Update: I have configured another node, using the preview testnet configuration files instead of preproduction testnet and it has fully synced after about 2 hours. I suppose this implies that there is something wrong with the .json files used for my preproduction configuration.

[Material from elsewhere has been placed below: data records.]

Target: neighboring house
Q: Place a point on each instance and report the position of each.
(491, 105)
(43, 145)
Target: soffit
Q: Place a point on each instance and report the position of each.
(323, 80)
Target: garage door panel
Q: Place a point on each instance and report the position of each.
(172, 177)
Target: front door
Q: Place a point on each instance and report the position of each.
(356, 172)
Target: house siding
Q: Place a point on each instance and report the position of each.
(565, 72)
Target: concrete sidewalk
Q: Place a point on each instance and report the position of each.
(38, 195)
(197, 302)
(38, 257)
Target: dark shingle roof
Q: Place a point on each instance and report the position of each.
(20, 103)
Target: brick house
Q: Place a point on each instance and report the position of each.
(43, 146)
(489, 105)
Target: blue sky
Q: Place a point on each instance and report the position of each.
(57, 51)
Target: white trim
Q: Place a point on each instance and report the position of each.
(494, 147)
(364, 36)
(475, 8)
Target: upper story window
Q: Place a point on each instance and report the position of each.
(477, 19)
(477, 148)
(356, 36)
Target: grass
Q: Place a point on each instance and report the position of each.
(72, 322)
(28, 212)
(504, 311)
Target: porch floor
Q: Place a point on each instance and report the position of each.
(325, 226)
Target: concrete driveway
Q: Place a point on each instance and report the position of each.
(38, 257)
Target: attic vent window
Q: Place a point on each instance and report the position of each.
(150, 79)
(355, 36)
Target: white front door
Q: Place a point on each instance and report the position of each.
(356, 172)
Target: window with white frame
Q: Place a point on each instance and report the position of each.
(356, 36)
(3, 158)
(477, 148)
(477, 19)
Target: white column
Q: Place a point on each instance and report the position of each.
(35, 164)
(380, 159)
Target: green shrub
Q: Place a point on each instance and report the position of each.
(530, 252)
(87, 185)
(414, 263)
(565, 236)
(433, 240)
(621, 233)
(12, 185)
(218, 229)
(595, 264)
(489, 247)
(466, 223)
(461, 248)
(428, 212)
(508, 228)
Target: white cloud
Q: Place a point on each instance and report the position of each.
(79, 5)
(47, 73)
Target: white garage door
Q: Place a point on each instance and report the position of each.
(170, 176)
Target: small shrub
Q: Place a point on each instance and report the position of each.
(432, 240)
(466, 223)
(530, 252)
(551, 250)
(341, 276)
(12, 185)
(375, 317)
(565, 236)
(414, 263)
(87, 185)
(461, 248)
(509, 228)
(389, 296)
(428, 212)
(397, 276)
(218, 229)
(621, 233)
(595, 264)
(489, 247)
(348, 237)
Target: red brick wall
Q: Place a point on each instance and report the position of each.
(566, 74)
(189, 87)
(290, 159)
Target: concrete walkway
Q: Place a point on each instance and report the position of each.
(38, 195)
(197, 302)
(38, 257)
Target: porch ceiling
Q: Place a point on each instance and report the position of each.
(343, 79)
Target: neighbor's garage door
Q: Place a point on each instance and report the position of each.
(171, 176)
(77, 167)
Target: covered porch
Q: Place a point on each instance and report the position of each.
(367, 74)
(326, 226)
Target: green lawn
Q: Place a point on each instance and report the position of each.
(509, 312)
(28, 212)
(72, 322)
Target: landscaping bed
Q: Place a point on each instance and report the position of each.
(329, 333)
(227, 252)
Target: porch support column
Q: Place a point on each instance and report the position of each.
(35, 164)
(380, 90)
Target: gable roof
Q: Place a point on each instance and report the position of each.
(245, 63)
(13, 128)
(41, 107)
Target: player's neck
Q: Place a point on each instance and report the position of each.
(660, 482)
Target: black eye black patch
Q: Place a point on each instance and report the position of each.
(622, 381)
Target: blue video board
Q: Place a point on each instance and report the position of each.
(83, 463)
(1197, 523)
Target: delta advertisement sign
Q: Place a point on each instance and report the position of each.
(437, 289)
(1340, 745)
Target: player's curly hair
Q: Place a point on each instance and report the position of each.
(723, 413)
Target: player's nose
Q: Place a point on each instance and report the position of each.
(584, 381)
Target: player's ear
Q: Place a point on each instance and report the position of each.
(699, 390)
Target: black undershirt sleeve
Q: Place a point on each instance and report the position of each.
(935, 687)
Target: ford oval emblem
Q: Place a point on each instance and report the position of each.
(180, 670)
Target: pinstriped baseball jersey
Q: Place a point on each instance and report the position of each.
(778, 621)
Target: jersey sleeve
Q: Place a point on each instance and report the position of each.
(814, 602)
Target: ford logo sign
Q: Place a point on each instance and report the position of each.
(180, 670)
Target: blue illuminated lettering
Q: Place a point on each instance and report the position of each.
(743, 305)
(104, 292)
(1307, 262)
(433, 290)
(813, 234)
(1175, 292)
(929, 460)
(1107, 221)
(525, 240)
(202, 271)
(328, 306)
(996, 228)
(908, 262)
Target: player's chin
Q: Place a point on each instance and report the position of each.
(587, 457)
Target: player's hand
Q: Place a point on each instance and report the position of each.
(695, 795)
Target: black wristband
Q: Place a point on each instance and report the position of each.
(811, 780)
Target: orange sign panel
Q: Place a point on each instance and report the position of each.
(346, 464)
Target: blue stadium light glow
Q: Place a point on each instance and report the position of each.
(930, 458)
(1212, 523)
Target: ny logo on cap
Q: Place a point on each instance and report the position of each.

GrzegorzDrozda commented 1 year ago

I have the same error with same config. Just to add I found following error:

TrConnectionHandler (ConnectionId {localAddress = 10.64.0.68:3010, remoteAddress = 140.238.99.46:6000}) (TrConnectionHandlerError OutboundError (InvalidBlock (At (Block {blockPointSlot = SlotNo 27059560, blockPointHash = c3bd77f34ebf5c6aeccf11e19103c949dfa21fa17377dca674da3bae56d4fa5a})) a634bc4cb56255b20a35a2ca6958a17225a40296cd3fbeb484e6abe3af6cb76c (ValidationError (ExtValidationErrorLedger (HardForkLedgerErrorFromEra S (S (S (S (S (Z (WrapLedgerErr {unwrapLedgerErr = BBodyError (BlockTransitionError [ShelleyInAlonzoBbodyPredFailure (LedgersFailure (LedgerFailure (UtxowFailure (MalformedReferenceScripts (fromList [ScriptHash "9adac5980bfb37b1dade70f7bc4de76f34a7f305c9dcdbe2c00d5f5c"])))))])})))))))))) ShutdownPeer)
nexuscrypt commented 1 year ago

I have the same issue.

nexuscrypt commented 1 year ago

Fix:

1) Downgrade to 1.35.6 and delete DB 2) Let node sync 3) Upgrade to 8.1.1

Should be working after this.

github-actions[bot] commented 1 year ago

This issue is stale because it has been open 30 days with no activity. Remove stale label or comment or this will be closed in 120 days.

github-actions[bot] commented 10 months ago

This issue was closed because it has been stalled for 120 days with no activity. Remove stale label or comment or this will be closed in 60 days.